Trotz seiner jüngsten lautstarken Kritik an künstlicher Intelligenz scheint Elon Musk, CEO von Tesla und SpaceX, an einem KI-bezogenen Projekt zu arbeiten, das Berichten zufolge mit ChatGPT konkurrieren soll. Das Wall Street Journal und die Financial Times berichteten, dass Musk eine neue KI-Firma namens X.AI Corp. gegründet hat.

Laut der Financial Times befindet sich Twitter-CEO Musk in Gesprächen mit Investoren von SpaceX und Tesla Inc., um Kapital für sein neues Unternehmen aufzutreiben, und stellt derzeit KI-Forscher und -Ingenieure ein.

Aus einem am Freitag dem Journal vorliegenden US-Antrag des Bundesstaats Nevada aus dem letzten Monat geht hervor, dass Musk nicht nur der einzige Direktor des Unternehmens ist, sondern dass auch Jared Birchall, Leiter von Musks Family Office, als Sekretär des Unternehmens genannt wird.

Der Milliardär wurde vom Journal zu X.AI befragt, lehnte jedoch einen Kommentar ab.

Der Rivale von ChatGPT kommt

Musks Strategie für das Unternehmen wurde nur wenige Wochen angekündigt, nachdem er und andere KI-Akademiker und -Führungskräfte einen sechsmonatigen Stopp der Konstruktion von Systemen mit mehr Funktionen als ChatGPT 4 von OpenAI gefordert hatten, da diese ihrer Meinung nach eine potenzielle Gefahr für die Gesellschaft darstellten.

Aus dem Dokument geht außerdem hervor, dass X.AI in Nevada offiziell registriert wurde und nun über ein Kapital von 100.000 US-Dollar verfügt. Weitere Mitarbeiter oder Unternehmenspläne werden nicht erwähnt, und über das, was der Name bereits andeutet, hinaus findet sich in der Akte kein Hinweis auf die Beschäftigung des Unternehmens mit künstlicher Intelligenz.

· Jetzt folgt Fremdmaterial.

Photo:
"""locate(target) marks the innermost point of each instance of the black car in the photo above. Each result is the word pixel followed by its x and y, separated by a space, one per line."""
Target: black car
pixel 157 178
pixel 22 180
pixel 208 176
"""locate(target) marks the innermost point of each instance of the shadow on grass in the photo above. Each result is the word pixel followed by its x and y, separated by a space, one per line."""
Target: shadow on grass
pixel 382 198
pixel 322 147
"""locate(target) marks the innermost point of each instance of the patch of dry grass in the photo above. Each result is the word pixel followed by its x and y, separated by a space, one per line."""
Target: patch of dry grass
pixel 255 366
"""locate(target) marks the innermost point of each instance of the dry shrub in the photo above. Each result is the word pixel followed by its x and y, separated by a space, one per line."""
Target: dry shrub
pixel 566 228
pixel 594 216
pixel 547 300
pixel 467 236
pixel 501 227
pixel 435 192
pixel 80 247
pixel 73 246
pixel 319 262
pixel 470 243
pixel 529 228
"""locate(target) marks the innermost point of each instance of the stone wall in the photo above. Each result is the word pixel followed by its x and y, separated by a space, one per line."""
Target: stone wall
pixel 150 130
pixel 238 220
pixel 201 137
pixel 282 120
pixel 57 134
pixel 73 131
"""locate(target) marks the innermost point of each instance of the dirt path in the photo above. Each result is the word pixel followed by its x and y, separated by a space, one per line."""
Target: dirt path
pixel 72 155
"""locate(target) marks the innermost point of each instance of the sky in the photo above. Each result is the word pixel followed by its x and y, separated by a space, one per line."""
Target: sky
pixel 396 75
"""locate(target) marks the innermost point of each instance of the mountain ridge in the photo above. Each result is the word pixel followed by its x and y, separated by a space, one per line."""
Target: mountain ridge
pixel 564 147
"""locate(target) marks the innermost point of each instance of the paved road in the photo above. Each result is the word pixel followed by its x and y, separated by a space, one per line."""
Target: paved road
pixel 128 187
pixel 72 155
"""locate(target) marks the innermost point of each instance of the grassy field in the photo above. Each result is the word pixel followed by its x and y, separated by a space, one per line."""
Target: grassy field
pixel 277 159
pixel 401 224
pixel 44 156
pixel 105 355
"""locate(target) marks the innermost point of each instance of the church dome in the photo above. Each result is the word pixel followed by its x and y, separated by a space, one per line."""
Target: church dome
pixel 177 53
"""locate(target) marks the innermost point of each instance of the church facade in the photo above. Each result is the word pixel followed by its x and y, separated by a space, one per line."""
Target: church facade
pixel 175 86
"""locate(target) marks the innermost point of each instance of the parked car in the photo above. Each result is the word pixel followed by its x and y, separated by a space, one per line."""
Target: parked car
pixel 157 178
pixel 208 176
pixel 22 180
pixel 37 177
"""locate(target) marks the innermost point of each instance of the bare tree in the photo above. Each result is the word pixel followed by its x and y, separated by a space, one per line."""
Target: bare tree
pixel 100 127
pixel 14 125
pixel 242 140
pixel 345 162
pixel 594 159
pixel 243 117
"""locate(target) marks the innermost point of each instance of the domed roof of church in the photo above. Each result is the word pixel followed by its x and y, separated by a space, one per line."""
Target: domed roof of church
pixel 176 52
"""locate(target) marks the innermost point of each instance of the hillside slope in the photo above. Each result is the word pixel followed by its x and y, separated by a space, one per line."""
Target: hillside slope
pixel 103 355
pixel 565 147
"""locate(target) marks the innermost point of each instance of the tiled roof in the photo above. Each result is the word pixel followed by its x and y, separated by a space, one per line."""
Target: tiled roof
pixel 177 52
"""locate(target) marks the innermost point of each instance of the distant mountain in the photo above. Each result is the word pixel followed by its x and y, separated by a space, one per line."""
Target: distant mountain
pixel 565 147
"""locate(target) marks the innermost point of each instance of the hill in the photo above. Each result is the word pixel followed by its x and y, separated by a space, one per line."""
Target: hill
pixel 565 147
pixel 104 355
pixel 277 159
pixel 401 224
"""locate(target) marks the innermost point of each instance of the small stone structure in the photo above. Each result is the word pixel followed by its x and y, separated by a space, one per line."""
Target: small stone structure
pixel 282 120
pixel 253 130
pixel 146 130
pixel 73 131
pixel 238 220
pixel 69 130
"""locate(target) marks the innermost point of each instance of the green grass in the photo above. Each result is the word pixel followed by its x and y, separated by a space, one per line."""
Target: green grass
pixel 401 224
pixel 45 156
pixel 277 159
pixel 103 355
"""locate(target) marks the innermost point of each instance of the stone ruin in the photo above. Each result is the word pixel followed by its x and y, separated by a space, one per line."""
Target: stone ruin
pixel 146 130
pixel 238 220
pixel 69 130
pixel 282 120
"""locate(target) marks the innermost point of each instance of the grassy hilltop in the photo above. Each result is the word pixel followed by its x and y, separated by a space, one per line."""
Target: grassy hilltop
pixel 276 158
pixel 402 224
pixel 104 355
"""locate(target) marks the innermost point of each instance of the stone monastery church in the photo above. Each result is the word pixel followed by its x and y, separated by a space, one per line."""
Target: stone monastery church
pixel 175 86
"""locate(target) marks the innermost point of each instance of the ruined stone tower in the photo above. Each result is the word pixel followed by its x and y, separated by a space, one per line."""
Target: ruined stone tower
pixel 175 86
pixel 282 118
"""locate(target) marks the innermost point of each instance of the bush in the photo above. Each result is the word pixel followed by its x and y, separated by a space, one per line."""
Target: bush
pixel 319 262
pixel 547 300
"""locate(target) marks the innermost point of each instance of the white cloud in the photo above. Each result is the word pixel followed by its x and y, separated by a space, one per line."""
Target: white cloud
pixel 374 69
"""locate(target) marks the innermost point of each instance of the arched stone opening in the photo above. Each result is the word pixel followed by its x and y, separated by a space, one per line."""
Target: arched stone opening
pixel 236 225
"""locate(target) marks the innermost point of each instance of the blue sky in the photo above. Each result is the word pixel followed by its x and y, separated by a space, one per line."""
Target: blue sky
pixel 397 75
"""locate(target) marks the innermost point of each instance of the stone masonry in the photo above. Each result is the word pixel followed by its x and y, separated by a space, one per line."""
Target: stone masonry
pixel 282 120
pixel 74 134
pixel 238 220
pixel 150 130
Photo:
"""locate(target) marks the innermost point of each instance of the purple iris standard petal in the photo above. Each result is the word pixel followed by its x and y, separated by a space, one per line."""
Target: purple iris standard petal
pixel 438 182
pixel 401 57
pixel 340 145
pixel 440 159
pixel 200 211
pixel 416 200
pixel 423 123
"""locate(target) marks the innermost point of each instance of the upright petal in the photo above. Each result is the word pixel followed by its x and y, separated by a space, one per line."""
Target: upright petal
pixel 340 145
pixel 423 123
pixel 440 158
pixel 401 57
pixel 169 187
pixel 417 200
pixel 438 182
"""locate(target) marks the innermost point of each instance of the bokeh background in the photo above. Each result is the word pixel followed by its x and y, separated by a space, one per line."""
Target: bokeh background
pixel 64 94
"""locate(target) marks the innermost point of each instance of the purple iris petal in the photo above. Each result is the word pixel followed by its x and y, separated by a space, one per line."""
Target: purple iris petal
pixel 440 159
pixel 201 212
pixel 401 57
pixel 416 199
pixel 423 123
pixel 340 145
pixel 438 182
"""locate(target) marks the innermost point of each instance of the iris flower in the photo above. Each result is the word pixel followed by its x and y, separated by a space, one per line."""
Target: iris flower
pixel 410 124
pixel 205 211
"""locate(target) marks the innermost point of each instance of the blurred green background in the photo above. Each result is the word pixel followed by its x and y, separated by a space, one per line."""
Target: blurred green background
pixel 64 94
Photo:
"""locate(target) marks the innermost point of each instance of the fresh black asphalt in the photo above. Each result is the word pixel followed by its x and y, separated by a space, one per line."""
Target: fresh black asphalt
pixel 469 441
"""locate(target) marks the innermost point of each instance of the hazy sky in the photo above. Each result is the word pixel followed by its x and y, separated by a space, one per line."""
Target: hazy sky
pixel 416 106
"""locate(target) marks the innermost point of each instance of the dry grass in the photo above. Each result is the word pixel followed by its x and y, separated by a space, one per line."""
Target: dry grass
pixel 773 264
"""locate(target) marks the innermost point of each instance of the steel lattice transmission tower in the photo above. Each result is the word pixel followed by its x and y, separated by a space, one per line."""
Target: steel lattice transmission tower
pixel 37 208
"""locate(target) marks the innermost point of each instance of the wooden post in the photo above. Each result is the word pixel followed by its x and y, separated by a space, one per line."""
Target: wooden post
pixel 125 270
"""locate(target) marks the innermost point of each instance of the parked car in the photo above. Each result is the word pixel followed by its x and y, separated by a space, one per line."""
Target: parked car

Musk hat Twitter kürzlich mit einer neuen Mantelfirma namens „X“ zusammengelegt. Der Name Twitter blieb erhalten, der Betrieb des Unternehmens wurde jedoch aufgelöst. Obwohl Musk zuvor eine Aussetzung der KI-Entwicklung gefordert hatte, wird dieser Schritt als Alternative zu OpenAI angesehen, dem Entwickler von ChatGPT.

GPUs kaufen

Wie Business Insider Anfang der Woche berichtete, hat Musk Hunderte Grafikprozessoren (GPUs) erworben. Diese Geräte ermöglichen die Bereitstellung leistungsstarker Computer, die für Aktivitäten wie künstliche Intelligenz und High-End-Grafik erforderlich sind.

Musk sagte:

„Es scheint, als ob derzeit jeder und sein Hund GPUs kaufen […] Twitter und Tesla kaufen auf jeden Fall GPUs.“

In einem kürzlich erschienenen Artikel im Independent hieß es, Musk arbeite auf der Microblogging-Site heimlich an einem Projekt für künstliche Intelligenz. Dem Independent zufolge hat der zweitreichste Mann der Welt bereits zwei Forscher vom führenden Startup für künstliche Intelligenz (KI) DeepMind angeheuert und 10.000 GPUs gekauft.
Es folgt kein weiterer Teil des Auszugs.